The corridor on the third level of the north-facing wing was narrower than any she had walked before. The walls seemed to lean inward, ancient stone dressed in darker mortar that swallowed light rather than reflected it. Lamps were set directly into the stone itself rather than mounted on brackets, their glow contained, almost reluctant, leaving deep wells of shadow between each flame. The air carried the faint, persistent scent of aged vellum, cedar oil, and something colder—like iron left too long in frost.

The doorplates bore older markings, less institutional, less geometric. These were symbols etched by someone who had lived in the space long enough to leave their own notation upon it. Beside the final door—Room 317—the symbol showed visible variation in line quality: different pressures, different sittings. A section in the upper left had been refined once, then again, as though the hand that carved it had returned to correct toward something more precise,more true.

Lyra raised her hand to knock.

The door opened before her knuckles touched the wood.

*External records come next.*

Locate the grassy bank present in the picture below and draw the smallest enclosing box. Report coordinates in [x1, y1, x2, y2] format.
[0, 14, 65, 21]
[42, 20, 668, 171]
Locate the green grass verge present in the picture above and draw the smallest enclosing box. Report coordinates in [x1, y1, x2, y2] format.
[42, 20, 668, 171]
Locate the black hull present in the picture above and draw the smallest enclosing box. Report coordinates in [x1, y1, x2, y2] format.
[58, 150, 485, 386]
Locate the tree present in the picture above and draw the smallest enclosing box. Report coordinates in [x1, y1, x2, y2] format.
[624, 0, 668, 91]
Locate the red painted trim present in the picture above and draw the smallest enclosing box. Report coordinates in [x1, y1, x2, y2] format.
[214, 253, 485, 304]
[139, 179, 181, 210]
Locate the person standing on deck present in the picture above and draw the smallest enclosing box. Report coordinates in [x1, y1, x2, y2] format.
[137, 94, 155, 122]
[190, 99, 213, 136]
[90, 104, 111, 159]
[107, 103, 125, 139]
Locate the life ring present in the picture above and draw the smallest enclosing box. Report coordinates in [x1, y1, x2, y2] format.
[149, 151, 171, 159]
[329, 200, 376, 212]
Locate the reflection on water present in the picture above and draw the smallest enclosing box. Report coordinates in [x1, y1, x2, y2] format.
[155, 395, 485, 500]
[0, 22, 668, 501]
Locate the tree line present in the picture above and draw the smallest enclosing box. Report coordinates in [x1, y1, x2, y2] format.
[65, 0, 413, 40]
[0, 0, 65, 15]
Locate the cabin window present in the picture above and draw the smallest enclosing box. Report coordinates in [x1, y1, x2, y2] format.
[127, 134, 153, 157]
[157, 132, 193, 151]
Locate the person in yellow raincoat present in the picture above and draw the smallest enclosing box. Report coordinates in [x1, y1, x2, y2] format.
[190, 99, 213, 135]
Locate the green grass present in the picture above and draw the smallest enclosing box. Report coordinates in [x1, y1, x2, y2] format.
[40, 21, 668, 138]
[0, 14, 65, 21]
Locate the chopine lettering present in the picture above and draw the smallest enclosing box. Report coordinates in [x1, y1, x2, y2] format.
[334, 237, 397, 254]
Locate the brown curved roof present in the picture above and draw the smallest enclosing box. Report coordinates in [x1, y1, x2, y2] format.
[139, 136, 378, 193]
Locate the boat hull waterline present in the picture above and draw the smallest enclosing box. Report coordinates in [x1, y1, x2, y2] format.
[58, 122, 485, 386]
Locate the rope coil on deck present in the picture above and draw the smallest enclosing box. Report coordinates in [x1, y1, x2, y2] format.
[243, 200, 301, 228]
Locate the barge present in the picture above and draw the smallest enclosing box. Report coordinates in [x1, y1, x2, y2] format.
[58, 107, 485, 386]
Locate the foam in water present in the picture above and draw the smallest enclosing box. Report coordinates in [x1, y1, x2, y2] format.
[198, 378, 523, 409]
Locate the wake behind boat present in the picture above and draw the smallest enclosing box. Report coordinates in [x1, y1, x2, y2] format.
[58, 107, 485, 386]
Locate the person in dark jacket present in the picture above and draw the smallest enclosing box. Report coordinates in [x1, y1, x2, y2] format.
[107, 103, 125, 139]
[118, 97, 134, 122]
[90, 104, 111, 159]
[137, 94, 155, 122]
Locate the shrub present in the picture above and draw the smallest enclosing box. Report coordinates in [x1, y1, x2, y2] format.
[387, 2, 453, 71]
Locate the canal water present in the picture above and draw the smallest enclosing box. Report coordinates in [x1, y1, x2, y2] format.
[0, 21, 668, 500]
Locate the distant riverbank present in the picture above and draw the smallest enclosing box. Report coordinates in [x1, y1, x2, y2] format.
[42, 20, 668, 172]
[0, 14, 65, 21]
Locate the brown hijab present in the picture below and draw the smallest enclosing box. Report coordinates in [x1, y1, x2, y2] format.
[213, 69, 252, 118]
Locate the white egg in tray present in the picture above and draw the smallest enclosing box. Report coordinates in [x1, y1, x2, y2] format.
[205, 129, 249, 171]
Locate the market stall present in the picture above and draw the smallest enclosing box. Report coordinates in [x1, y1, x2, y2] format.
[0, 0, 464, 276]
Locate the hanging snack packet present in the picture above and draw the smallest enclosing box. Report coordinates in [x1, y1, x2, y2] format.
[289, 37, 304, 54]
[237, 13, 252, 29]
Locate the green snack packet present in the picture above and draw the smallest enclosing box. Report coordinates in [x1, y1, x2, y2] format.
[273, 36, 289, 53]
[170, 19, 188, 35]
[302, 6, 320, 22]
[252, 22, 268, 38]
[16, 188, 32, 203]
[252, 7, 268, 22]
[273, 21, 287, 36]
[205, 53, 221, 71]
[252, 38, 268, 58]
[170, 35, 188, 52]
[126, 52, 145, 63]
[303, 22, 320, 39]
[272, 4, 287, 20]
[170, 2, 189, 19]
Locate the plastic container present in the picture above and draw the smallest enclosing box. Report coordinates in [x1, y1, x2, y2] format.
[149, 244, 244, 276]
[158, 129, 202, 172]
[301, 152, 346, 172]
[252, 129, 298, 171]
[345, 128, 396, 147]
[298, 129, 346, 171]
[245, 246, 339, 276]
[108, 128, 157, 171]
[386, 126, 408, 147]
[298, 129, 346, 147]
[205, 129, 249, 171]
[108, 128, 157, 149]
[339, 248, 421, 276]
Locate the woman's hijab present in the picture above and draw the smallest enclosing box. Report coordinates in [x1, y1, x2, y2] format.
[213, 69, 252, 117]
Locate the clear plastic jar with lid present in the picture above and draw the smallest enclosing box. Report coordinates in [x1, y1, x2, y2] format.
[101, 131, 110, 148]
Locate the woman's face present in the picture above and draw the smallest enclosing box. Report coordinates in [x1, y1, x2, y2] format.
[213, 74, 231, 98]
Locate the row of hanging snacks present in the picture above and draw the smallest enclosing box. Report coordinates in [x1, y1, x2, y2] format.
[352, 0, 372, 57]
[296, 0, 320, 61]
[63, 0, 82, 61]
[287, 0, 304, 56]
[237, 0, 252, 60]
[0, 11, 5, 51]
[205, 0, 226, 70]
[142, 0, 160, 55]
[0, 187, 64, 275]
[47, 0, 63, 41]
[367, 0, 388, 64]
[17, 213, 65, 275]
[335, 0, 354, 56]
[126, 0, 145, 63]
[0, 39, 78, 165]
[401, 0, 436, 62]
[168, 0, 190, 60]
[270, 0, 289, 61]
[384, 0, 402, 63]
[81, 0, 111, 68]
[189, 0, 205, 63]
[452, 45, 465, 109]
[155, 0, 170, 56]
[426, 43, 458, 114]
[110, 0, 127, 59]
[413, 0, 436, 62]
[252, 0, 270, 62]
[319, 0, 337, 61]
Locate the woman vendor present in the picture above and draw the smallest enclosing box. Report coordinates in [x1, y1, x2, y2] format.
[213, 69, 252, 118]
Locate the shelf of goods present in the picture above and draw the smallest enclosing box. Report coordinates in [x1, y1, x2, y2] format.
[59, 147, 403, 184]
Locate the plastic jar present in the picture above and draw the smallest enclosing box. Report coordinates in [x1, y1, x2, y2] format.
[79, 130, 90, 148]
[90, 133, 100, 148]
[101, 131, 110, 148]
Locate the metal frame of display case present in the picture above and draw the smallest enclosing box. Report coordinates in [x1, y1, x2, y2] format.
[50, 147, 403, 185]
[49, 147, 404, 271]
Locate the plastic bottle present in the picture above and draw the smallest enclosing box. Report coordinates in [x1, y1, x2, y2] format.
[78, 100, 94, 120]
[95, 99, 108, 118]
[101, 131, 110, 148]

The room was not what she had expected.

It was larger than the sterile session rooms she had known, yet somehow more intimate. A single thick-paned window faced north, its glass distorting the world outside into soft, fog-heavy suggestion—spires and battlements reduced to ghostly shapes. A wide desk stood against the far wall, angled to catch both working light and a clear sightline to the door. Its surface was lived-in: ink stains at the edge, scattered quills, the quiet disorder of things actively engaged with rather than stored away.

Books lined two full walls, accumulated rather than displayed. Spines of varying ages leaned against one another—some ancient and crumbling at the edges, others heavily annotated, their covers reinforced with additional binding where the original leather had worn thin from repeated handling. A few lay open face-down on a low secondary table beside the desk, pages marked with strips of ribbon, the habit of someone moving through several thoughts at once.

A second chair had been placed near the window, angled slightly toward the center of the room rather than the view. It was positioned for conversation.

She registered all of it in the handful of seconds before her attention finally found him.

Caelum sat at the desk. When she entered, he looked up, and for one unguarded moment she caught something raw in his expression—not assessment, not clinical calculation. Simply the face of a person existing in his own space before he had organized himself toward purpose.

It lasted less than a second.

Then he stood, and the mask returned—cool, composed, utterly in control.

“You found it,” he said.

“The directions were sufficient.”

He crossed the room along the wall of books, fingers trailing once across a spine with the absent ease of long familiarity. He stopped beside the second chair.

“Sit.”

She sat. He pulled his own chair from the desk—she noticed it had already been moved partway forward, the arrangement prepared in advance—and placed it facing hers at the natural distance for conversation. Then he sat, gray eyes settling on her, and said nothing for a long moment.